The case against the MacBook Pro with Retina display - shawndumas
http://www.tuaw.com/2012/06/13/the-contentious-case-against-the-macbook-pro-with-retina-display/

======
davesmylie
I am disappointed, but I will probably buy one anyway. Currently using a MBA,
and it's a little underpowered (but only just).

Just means you'll need to make sure you get the max amount of ram up front.

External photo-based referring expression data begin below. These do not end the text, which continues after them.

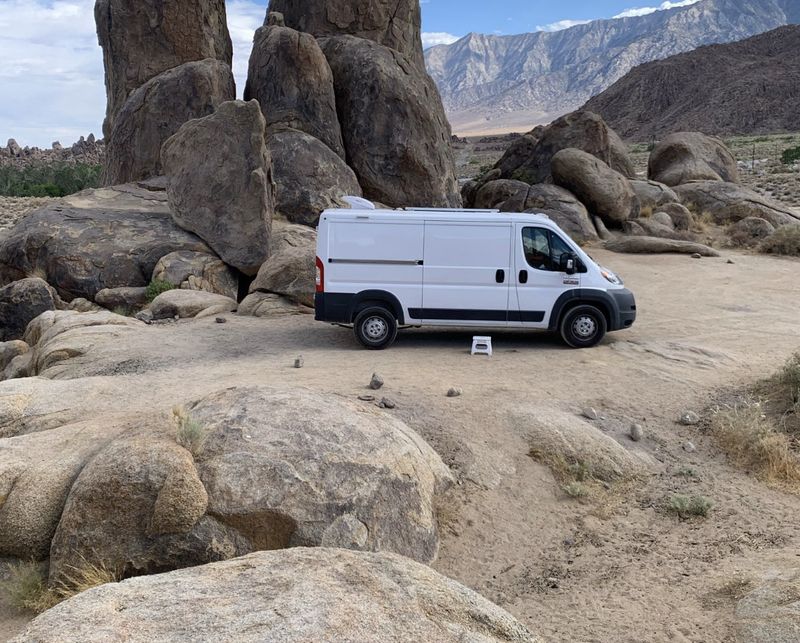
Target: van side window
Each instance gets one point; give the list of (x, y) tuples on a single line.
[(536, 244), (543, 249)]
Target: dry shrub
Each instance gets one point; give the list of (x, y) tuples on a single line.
[(27, 588), (191, 435), (784, 241), (750, 439)]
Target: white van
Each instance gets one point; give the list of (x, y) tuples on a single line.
[(381, 269)]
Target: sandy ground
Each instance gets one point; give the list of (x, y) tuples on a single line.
[(618, 570)]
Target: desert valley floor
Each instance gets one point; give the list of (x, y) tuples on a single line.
[(612, 567)]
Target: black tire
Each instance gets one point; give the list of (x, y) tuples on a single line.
[(583, 327), (375, 328)]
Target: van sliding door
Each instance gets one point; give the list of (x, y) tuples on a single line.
[(466, 274)]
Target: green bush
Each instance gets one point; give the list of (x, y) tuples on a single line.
[(791, 156), (54, 180)]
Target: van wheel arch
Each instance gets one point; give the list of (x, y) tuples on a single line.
[(371, 298)]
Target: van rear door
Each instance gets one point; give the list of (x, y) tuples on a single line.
[(377, 256), (466, 274)]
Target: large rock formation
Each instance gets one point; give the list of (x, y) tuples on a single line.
[(156, 110), (309, 177), (558, 204), (315, 466), (220, 183), (20, 302), (293, 595), (289, 271), (528, 159), (603, 191), (144, 38), (291, 79), (395, 130), (96, 239), (278, 468), (394, 24), (691, 156)]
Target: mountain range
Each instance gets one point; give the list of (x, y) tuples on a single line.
[(746, 87), (493, 84)]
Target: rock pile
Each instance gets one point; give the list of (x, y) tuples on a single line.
[(577, 171)]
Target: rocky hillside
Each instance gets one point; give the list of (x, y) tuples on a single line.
[(747, 87), (502, 83)]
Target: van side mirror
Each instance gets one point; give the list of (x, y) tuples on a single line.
[(567, 263)]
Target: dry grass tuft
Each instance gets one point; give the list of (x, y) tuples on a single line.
[(750, 439), (27, 588), (191, 435), (686, 506)]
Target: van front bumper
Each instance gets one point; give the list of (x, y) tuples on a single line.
[(625, 309)]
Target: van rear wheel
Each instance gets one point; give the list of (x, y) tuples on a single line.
[(583, 327), (375, 328)]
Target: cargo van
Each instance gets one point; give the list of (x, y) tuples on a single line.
[(379, 270)]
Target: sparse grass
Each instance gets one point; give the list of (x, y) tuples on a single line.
[(191, 435), (158, 286), (751, 440), (687, 472), (575, 489), (26, 587), (784, 241), (686, 506)]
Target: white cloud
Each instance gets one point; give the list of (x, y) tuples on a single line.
[(244, 17), (51, 77), (643, 11), (560, 25), (429, 39)]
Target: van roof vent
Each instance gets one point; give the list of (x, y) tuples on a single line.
[(357, 203)]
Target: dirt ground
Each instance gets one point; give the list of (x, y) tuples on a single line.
[(621, 569)]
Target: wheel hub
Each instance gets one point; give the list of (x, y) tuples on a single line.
[(584, 326), (375, 328)]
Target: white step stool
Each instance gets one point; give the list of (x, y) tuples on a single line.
[(482, 346)]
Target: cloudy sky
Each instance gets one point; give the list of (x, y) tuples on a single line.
[(51, 76)]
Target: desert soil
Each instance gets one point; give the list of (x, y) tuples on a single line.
[(611, 568)]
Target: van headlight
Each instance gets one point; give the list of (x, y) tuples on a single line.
[(611, 277)]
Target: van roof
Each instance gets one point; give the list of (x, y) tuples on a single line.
[(432, 214)]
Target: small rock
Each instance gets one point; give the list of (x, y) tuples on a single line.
[(689, 418)]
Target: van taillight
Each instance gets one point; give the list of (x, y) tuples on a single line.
[(320, 276)]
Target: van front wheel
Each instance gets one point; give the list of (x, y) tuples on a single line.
[(375, 328), (583, 327)]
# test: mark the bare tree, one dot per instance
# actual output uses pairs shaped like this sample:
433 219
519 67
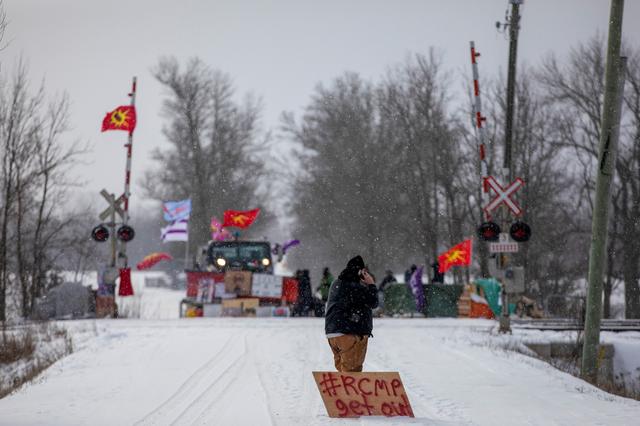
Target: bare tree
214 152
575 91
35 162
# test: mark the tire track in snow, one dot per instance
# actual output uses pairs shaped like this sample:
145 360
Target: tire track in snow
262 383
185 390
427 402
210 394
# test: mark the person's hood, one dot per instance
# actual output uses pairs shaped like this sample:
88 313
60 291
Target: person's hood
350 273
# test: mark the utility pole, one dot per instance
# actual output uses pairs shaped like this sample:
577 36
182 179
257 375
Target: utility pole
514 27
610 125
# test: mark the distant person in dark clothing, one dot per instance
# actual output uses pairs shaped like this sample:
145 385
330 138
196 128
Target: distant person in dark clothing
325 284
438 277
349 317
408 273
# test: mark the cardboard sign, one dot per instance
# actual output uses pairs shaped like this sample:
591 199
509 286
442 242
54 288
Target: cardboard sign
266 285
363 394
238 282
240 307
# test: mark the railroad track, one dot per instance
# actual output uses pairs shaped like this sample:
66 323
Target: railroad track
561 324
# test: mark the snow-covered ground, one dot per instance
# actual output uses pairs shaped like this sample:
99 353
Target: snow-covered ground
256 371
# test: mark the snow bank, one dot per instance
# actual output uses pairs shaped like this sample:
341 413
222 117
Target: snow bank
250 371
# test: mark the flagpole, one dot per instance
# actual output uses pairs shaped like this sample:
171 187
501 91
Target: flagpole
127 178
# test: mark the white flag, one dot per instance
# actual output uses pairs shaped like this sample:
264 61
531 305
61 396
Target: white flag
177 231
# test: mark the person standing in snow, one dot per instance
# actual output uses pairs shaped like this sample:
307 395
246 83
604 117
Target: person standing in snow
349 317
325 284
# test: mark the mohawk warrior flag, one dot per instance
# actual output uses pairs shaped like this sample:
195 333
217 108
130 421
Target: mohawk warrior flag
240 219
121 118
458 255
218 233
176 210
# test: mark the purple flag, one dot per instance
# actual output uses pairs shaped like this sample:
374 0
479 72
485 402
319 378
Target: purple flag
415 283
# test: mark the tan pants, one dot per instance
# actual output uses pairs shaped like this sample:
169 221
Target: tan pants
349 351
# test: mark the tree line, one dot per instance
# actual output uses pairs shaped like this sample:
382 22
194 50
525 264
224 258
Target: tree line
387 169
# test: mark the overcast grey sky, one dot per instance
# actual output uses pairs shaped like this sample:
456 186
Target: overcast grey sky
279 49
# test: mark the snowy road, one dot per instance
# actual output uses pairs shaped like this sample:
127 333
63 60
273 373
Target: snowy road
254 371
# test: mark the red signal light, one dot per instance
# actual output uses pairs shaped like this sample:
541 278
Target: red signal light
100 233
126 233
489 231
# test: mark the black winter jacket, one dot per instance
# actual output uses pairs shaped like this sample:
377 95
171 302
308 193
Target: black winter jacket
349 307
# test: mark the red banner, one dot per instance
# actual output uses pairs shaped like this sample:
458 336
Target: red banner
240 219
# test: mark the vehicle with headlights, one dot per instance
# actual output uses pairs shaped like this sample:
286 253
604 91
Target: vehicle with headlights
254 256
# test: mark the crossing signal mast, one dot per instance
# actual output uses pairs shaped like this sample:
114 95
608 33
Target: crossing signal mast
490 231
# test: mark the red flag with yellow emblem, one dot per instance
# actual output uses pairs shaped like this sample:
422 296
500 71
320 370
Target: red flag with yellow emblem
240 219
121 118
458 255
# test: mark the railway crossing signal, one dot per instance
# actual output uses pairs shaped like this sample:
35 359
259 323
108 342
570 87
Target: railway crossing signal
503 195
114 204
520 232
489 231
100 233
126 233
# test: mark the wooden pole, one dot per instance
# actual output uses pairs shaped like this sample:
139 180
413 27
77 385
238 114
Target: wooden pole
610 125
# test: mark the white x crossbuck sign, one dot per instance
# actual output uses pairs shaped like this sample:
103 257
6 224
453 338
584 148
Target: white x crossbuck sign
504 195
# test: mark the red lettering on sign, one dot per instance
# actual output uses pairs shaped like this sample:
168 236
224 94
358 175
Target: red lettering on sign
395 384
406 406
349 395
342 407
365 404
362 391
329 384
347 382
355 407
386 409
381 384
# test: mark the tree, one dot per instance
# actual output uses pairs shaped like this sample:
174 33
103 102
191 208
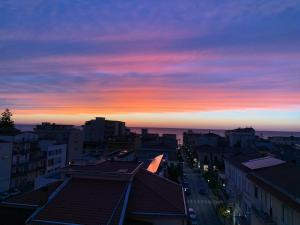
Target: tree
6 120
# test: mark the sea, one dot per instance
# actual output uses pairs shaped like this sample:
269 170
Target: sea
179 131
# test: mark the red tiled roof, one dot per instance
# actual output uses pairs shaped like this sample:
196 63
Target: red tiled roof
85 201
281 181
92 201
34 198
108 167
154 194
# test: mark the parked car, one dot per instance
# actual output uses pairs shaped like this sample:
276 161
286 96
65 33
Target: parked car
4 196
192 216
14 192
187 191
202 190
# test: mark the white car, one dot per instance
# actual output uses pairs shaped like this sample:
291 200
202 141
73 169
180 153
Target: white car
4 196
193 216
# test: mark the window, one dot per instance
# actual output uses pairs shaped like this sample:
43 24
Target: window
255 191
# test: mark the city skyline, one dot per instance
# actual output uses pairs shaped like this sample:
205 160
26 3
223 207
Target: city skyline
202 64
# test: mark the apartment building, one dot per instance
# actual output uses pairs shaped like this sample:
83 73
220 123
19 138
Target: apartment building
62 134
263 190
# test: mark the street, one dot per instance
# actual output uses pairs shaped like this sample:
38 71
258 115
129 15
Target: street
202 204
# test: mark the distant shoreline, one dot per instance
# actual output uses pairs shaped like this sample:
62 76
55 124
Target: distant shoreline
179 131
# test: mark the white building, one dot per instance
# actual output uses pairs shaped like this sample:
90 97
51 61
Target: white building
262 190
241 137
100 129
5 165
56 155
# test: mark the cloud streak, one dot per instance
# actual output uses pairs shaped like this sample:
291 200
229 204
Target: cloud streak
114 57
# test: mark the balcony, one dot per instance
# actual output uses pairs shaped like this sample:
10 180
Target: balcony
261 217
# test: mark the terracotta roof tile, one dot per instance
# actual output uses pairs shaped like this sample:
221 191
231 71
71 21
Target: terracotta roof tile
85 201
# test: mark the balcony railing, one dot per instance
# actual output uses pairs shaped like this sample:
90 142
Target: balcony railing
263 217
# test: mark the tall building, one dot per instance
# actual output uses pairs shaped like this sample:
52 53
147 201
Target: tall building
241 137
100 129
263 190
153 144
192 139
6 149
27 160
55 155
63 134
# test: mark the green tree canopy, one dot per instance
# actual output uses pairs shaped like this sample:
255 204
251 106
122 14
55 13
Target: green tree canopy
6 120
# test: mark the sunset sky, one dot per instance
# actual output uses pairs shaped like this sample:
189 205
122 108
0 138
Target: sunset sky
157 63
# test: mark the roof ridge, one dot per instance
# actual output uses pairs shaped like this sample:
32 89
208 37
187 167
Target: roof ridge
157 193
168 180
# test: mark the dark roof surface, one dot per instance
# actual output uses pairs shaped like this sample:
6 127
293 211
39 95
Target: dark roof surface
86 201
35 198
282 181
215 149
154 194
92 201
108 167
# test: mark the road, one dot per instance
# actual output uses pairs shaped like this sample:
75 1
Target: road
202 204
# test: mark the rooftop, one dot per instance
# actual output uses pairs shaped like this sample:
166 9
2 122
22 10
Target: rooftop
262 162
281 181
90 200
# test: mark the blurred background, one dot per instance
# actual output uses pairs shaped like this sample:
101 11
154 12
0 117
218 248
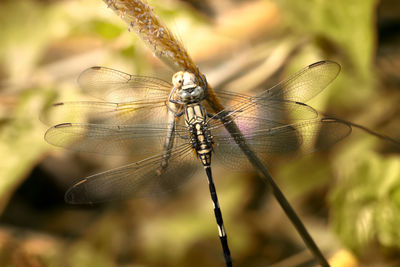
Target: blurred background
348 196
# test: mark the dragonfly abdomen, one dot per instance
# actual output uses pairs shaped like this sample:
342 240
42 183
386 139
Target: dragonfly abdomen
200 136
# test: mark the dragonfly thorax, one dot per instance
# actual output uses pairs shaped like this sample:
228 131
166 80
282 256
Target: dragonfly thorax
187 89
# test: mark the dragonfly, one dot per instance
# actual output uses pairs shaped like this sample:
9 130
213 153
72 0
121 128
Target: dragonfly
168 125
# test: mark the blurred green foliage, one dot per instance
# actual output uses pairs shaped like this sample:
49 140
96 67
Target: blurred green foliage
44 46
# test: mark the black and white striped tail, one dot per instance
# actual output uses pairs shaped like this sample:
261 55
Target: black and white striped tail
218 217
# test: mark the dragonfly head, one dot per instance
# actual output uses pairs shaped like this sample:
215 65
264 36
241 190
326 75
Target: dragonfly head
187 87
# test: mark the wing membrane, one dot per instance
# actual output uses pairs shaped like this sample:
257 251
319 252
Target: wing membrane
268 139
116 86
142 178
306 83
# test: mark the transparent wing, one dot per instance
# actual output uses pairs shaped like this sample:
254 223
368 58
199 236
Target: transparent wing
142 178
140 139
116 86
154 111
270 139
306 83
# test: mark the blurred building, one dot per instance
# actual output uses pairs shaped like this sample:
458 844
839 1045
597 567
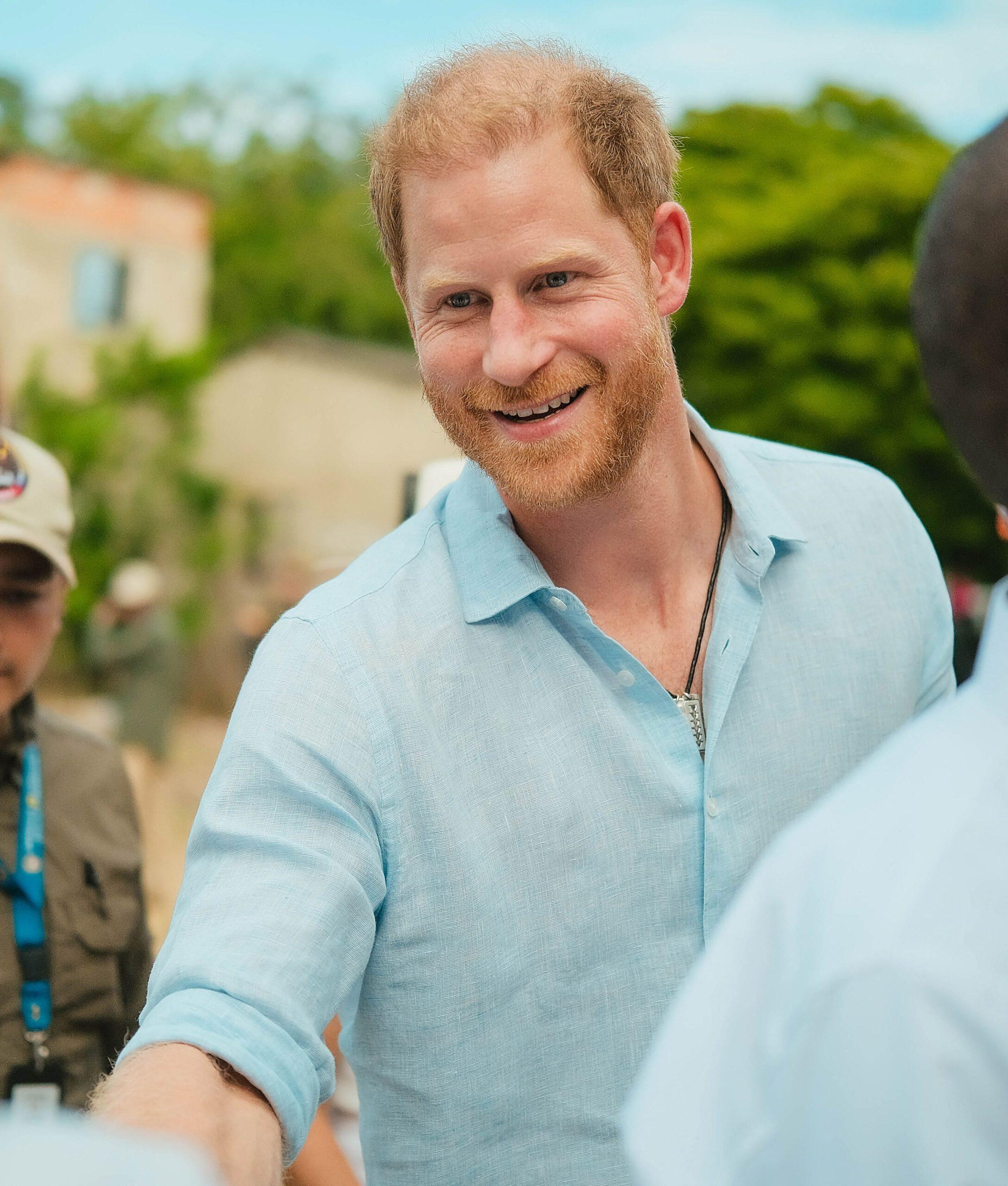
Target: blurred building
325 435
87 259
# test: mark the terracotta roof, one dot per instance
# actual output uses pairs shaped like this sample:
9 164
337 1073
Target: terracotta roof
102 204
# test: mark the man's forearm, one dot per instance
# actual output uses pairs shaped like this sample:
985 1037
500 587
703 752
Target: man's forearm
179 1090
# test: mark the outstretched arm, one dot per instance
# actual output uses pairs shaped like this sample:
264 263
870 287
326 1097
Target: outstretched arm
179 1090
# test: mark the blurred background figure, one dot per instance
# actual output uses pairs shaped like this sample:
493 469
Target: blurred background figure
848 1022
196 321
71 1151
75 952
967 598
132 643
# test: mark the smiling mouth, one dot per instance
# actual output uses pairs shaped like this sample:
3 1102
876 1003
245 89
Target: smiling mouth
543 411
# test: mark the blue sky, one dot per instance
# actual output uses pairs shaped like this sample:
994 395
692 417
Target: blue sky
948 60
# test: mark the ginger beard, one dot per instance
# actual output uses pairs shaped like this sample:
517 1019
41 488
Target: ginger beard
577 464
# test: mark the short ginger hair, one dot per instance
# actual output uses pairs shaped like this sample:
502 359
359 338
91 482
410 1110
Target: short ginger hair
486 99
960 304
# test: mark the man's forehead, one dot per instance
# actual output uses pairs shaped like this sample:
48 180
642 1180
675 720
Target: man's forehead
533 206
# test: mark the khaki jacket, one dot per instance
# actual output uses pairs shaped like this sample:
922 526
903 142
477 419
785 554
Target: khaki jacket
100 949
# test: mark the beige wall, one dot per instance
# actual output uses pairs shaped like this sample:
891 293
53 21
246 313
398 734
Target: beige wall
48 216
323 432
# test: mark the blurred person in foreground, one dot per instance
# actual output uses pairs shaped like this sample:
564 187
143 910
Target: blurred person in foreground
74 945
132 643
850 1022
485 793
71 1151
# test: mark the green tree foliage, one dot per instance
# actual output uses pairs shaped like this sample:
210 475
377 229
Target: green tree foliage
13 114
797 325
128 454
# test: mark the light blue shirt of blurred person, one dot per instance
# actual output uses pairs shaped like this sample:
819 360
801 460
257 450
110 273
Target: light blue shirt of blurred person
67 1149
454 812
850 1022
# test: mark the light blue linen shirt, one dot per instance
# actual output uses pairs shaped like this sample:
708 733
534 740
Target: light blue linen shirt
454 812
850 1022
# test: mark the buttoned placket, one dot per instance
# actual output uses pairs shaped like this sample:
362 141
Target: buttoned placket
737 615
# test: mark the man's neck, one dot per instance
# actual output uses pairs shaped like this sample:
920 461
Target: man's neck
648 540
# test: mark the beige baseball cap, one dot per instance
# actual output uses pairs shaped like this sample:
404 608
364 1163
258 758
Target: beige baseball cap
35 501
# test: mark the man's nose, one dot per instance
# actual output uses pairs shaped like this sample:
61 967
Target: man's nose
519 344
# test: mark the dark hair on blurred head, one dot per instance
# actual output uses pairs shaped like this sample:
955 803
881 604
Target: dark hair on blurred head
961 306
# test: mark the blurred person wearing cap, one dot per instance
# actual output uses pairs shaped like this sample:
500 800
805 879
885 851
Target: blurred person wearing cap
485 794
850 1022
132 644
75 952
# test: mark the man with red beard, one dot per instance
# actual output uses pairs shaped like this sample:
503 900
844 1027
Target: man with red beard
485 795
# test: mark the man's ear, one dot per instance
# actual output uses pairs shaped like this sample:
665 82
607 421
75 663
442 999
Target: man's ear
672 258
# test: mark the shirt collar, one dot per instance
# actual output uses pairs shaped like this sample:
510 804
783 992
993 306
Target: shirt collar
759 515
495 570
494 567
990 670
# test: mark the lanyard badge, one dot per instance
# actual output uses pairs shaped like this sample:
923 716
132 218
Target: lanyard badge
37 1085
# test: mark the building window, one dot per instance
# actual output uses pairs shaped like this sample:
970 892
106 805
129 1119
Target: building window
99 289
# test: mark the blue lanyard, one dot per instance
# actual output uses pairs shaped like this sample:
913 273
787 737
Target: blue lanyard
26 885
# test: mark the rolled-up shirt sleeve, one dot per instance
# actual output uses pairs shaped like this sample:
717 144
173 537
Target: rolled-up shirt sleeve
285 872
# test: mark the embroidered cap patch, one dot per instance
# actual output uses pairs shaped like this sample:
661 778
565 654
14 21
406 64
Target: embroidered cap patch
13 478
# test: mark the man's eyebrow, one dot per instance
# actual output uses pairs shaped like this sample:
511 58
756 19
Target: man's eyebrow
556 260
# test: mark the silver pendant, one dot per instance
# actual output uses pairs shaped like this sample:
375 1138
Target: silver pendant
693 711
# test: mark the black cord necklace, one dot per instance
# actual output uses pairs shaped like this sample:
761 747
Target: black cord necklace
688 701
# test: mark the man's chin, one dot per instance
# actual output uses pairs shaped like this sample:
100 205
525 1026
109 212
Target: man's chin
556 486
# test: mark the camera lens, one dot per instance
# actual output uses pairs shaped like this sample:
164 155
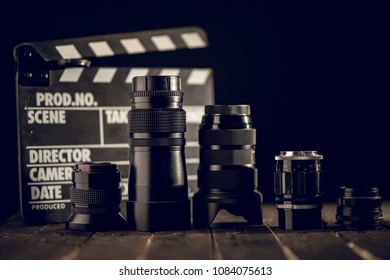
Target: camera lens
227 175
359 207
158 188
95 197
299 189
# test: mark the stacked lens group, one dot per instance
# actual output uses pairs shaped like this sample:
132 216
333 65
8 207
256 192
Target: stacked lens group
298 189
95 197
359 207
158 189
227 175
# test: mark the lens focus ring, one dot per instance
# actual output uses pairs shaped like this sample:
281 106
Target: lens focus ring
96 196
157 121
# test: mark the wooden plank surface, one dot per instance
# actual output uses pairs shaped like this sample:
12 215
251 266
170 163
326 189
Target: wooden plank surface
187 245
236 239
121 245
230 237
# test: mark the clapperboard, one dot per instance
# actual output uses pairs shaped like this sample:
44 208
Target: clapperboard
72 111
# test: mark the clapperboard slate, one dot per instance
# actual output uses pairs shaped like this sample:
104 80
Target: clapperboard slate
71 111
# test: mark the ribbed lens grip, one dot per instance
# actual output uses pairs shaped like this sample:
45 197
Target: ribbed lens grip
157 121
156 93
96 196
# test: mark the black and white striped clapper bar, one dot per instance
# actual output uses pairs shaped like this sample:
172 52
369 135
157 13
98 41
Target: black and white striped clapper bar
70 109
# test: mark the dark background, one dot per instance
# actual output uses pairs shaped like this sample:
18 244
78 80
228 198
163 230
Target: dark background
316 74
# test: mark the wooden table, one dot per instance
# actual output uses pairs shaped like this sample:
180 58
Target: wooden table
229 238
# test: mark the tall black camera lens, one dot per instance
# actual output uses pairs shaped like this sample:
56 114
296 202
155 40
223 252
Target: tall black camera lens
227 175
95 197
158 189
299 189
359 207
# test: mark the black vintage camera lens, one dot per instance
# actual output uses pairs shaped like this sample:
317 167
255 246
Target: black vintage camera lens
359 207
227 175
95 198
299 189
158 188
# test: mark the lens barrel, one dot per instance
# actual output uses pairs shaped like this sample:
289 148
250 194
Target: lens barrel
95 198
359 207
158 188
227 175
298 186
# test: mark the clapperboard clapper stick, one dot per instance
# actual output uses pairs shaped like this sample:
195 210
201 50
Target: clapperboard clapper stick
71 111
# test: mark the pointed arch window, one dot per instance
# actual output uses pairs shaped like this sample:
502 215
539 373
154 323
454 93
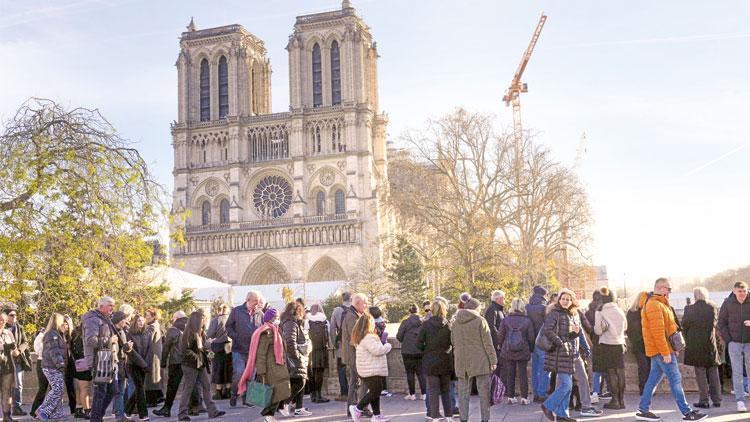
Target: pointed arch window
206 213
205 91
320 203
340 202
335 73
224 211
317 77
223 87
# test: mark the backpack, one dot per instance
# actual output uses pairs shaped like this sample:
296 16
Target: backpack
318 332
515 340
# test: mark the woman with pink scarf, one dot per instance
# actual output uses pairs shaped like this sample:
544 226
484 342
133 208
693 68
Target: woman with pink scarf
266 359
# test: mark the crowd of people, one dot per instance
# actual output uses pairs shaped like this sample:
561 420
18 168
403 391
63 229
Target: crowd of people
124 359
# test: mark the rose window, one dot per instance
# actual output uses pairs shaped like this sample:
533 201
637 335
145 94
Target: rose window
272 196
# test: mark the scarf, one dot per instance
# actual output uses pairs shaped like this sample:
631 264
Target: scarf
278 351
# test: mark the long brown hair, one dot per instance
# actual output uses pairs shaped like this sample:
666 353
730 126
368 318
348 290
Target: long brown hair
193 329
364 326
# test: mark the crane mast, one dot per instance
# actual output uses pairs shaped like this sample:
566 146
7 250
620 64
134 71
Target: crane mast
513 93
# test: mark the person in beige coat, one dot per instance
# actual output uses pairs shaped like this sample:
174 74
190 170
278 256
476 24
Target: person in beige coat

I'm not 100% sure that the apple care warranty is needed either - at least for
New Zealanders. We have a law (The Consumers Guarantee Act) which provides
that products sold to consumers must be fit for purpose for a reasonable
length of time. This has been repeatedly defined as longer than the 12 months
warranty traditionally offered. I think given the extra price for the RD
model, I might pass on apple care this time, and rely on my consumer rights...

------
SpikeDad
Tough shit. Lessons learned from MBA being applied to new line of MBP. Is
Apple the only technology company that draws the wrath of people in this vein?
Everything is less open - it's the inevitable path of more for less that the
consumer demands.

Techno-nerds are not what's driving technology any longer - it's regular folks
that a) don't care what's in their technology as long as it's good and b) it's
better than the last thing they purchased. Get over yourselves.